World Facts

What Is Maritime Southeast Asia?

The maritime region of Southeast Asia comprising of several large and small islands is called Maritime Southeast Asia.

Where is Maritime Southeast Asia?

Maritime Southeast Asia consists of the various archipelagos and islands off the coast of Southeast Asia. The countries that make up Maritime Southeast Asia include: Brunei, Timor Leste, the Philippines, Indonesia, Singapore, and Malaysia. During the 16th century, this area was known as the East Indies and during the 19th century it became known as the Malay Archipelago. Today, it is known as the maritime region of Southeast Asia due to its location within the ocean, rather than the mainland.

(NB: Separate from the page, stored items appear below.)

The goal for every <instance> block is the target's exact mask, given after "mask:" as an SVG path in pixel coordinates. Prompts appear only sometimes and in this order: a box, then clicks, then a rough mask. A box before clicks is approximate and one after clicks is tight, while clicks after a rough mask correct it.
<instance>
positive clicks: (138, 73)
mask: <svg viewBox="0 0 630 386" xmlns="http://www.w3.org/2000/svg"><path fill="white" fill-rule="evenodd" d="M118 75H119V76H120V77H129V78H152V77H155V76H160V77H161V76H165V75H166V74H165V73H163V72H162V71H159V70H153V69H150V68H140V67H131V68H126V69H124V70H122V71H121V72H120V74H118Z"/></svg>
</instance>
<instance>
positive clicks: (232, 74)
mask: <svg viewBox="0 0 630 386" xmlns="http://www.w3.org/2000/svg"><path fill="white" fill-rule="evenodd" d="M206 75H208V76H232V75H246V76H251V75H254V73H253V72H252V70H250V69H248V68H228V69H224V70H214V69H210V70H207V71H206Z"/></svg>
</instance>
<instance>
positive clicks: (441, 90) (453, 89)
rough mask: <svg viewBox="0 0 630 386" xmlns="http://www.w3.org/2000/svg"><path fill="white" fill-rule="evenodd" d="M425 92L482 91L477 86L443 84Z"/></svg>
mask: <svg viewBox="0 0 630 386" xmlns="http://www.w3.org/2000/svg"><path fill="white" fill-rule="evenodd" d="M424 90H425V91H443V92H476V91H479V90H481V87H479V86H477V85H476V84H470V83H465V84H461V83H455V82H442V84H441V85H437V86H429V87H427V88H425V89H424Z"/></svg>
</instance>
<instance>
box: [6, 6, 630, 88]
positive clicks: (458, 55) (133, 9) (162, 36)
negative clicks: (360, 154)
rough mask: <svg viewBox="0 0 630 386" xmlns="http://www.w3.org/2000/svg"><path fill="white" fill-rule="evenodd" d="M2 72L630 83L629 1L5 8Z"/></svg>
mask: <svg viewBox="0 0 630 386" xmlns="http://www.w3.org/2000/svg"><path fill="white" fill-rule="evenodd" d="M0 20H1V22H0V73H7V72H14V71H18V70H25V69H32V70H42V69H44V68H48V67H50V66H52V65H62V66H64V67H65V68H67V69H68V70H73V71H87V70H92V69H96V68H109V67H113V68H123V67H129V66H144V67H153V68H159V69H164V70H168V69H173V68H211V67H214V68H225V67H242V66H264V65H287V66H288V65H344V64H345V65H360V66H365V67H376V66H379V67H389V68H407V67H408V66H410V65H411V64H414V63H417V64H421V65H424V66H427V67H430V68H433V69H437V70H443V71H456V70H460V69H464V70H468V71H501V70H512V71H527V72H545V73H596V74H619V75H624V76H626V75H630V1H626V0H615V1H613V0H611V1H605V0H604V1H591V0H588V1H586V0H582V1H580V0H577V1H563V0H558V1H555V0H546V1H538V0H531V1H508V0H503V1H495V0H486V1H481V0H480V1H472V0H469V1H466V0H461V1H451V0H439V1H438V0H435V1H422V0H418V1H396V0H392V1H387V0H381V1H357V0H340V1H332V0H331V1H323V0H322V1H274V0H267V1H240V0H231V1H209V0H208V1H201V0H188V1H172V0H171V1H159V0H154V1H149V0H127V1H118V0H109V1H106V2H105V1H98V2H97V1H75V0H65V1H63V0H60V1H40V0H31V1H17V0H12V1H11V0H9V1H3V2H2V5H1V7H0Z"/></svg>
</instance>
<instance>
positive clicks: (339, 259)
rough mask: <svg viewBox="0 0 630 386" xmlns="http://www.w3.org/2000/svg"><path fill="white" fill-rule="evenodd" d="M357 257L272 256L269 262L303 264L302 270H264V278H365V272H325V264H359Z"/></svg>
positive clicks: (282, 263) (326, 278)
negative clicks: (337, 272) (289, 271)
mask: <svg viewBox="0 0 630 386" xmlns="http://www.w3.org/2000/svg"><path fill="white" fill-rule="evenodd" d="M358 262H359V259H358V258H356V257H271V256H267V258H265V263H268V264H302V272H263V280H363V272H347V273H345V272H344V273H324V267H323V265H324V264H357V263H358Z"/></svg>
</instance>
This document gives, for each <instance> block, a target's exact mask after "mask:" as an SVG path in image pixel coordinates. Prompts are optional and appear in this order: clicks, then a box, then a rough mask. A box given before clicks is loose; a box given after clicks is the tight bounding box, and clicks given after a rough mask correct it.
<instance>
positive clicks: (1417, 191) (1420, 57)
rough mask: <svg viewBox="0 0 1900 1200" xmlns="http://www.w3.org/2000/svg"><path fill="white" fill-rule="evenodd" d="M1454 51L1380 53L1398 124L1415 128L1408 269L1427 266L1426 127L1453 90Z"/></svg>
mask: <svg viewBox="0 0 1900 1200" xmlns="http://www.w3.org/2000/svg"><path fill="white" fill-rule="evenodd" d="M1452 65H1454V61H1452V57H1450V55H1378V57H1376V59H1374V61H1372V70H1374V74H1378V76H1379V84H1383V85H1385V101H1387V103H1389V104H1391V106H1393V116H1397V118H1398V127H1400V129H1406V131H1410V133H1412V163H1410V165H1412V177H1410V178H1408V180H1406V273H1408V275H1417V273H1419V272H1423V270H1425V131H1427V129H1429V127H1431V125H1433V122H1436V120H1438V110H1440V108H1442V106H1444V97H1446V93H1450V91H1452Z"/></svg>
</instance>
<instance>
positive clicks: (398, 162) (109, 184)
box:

Demographics of Maritime Southeast Asia

The combined population of this area is over 540 million, with an annual growth rate of around 1.38%. The population growth here is faster than the global average of 1.17%. The ethnic makeup of Maritime Southeast Asia differs from the mainland region. The majority of the population of these islands are descendants of Austronesian people. Over time, trading with other indigenous peoples throughout the region resulted in cultural exchange. Other ethnic groups found within Maritime Southeast Asia include Austroasiatic, Chinese, Tai-Kadai, Negritos, and Papuans. Most of the languages spoken here are of the western Malayo-Polynesian language family.

Additionally, this region is home to one of the largest Muslim populations in the world. In fact, it is the majority religion in Brunei, Indonesia, and Malaysia. In both the Philippines and Timor Leste, Catholicism is practiced by the majority of the population. Singapore is home to a wide variety of religions, the most widely practiced of which is Buddhism, observed by 33% of the population. In both the Philippines and Singapore, Islam is the fastest growing religion, exceeding the population growth rate.

Urbanization of Maritime Southeast Asia

Around the world, urban populations are growing at a much faster rate than that of rural areas. The same is true in Maritime Southeast Asia. For example, in 1980, a little more than 1 person for every 4 (just over 25%) reported living in urban areas. Just 20 years later, in 2000, that number had risen to nearly 50%. Today, Jakarta in Indonesia and Manila in the Philippines are considered 2 of the most populated metropolitan areas in the world.

The shift to urban lifestyles has affected a number of social issues in the area. Family structure has changed as a result. In more rural areas, families tend to be large and communal in nature. In urban areas, however, the family dynamic has become more individualistic. Researchers have also found that the move toward urban living has improved communication among groups of people and facilitated the exchange of ideas. This has resulted in an increased number of political revolutionary movements as well.

Economy of Maritime Southeast Asia

Southeast Asia has played an important role in international trade for centuries, particularly in the Maritime region. Today, 5 of the countries here belong to the Association of Southeast Asian Nations (ASEAN): Brunei, Indonesia, Malaysia, Singapore, and the Philippines. This membership has helped the economy grow in these countries as it provides them with a common marketplace, competitive economies, and access to the global market. Industrialization has become a common goal for the member countries, particularly since the 1960’s, although agriculture still plays a critical role in the economy. Timor Leste has been developing gas and oil exploitation and production to strengthen its economy.